É possível ao cérebro trazer, em segundos, toda uma história de vida. E foi isso que aconteceu, quando, naquele momento, na rua perto de minha casa, eu me deparei com aquela senhora. Quem seria? Poderia ser qualquer um... até uma E... W... da vida. Todo cuidado é pouco. Mas fui logo salva pelo gongo: 

- Pois é, a vida nos leva! Como vai a sua mãe?

- Mãe? Ela já morreu há mais de vinte anos...

- Ué... você não é a Márcia?

- Não. E você?

- Nossa, confundi você com outra pessoa! 

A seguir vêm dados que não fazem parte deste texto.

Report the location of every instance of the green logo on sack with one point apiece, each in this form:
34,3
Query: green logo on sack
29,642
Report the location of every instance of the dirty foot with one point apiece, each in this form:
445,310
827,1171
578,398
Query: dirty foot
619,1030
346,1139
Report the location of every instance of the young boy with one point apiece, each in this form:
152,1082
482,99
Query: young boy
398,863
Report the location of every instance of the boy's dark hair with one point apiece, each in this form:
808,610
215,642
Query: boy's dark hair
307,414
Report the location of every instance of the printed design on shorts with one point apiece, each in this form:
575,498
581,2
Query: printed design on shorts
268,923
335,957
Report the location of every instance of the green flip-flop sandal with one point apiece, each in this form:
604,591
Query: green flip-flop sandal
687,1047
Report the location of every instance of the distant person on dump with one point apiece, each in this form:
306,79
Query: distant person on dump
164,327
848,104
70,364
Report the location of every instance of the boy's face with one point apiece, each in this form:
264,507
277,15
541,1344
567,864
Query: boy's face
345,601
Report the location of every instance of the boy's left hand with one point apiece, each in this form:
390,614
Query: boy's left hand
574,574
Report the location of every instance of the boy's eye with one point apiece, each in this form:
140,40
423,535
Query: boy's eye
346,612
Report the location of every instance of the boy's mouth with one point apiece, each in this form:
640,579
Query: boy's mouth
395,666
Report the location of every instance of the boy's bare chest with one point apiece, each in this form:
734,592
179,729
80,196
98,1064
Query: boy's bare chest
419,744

Para ser delicada, respondi: 

- Eu também sou péssima fisionomista, também me confundi. Acontece sempre. 

Nos cumprimentamos e seguimos nossos caminhos.

Por via das dúvidas, nunca sou eu quem toma a iniciativa de cumprimentar, por motivos óbvios: se dificilmente reconheço as pessoas, nunca me arrisco, mesmo quando vejo um rosto que me parece conhecido. No máximo, cumprimento delicadamente, pois carioca tem essa de cumprimentar gratuitamente. Assim, não pago mico e me livro de possíveis apertos...

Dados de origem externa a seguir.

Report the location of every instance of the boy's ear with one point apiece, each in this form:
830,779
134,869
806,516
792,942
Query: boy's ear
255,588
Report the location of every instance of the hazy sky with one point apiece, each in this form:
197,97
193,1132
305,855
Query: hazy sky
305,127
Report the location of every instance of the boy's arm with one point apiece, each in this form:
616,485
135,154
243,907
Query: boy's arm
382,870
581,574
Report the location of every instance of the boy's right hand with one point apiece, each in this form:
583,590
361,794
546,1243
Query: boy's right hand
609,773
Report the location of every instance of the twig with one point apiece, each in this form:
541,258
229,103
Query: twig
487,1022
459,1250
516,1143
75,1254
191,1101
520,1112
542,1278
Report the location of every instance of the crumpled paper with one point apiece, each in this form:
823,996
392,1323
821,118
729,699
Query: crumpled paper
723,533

Há uns anos atrás, foi com um senhor: 

- Oi, como você vai?

- Vou bem e o senhor?

- Puxa, a gente mora tão perto e nunca se encontra. 

Pelo tipo físico e por dizer que morava tão perto, só poderia ser o pai da Virgínia, uma amiga antiga de faculdade, sobre quem já escrevi um conto. Se você leu Cosme e Damião, sabe a quem me refiro. 

- Pois é, a vida é mesmo louca. Como vai a R... (esposa)

- Que R...? 

Nos olhamos os dois: 

- O senhor não é o pai da Virgínia?

- Não. Você não é filha da Angela?

- Não.

- Essa não! Aconteceu de novo!

- Acontece comigo também.

- Verdade? Eu me sinto tão mal com isso!

- Fique tranquilo. Somos muitos, felizmente. Assim, não nos colocam num tubo de ensaio. 

Pois é... se você me conhece e não sabia dessa particularidade, por favor, ao se encontrar comigo na rua, não me julgue indelicada. Pode até já ter acontecido... e... me desculpe... é mesmo defeito de fábrica.

3 comentários:

Dani Dias disse...

Amei seu conto hoje! Sou uma excelente fisionomista não me esqueço de ninguém, isso às vezes me coloca em belas saias justas. O outro lado da moeda. rs Um dia te "conto". bjS!

Eulalia disse...

Adoro suas histórias. Estou ansiosa por saber!!!

Celina disse...

Querida, passo por isso frequentemente. Além de ter péssima memória para nomes, eu sempre fui muito desligada, vivia "pensando". Quando encontro alguém de 'öutrora' é batata!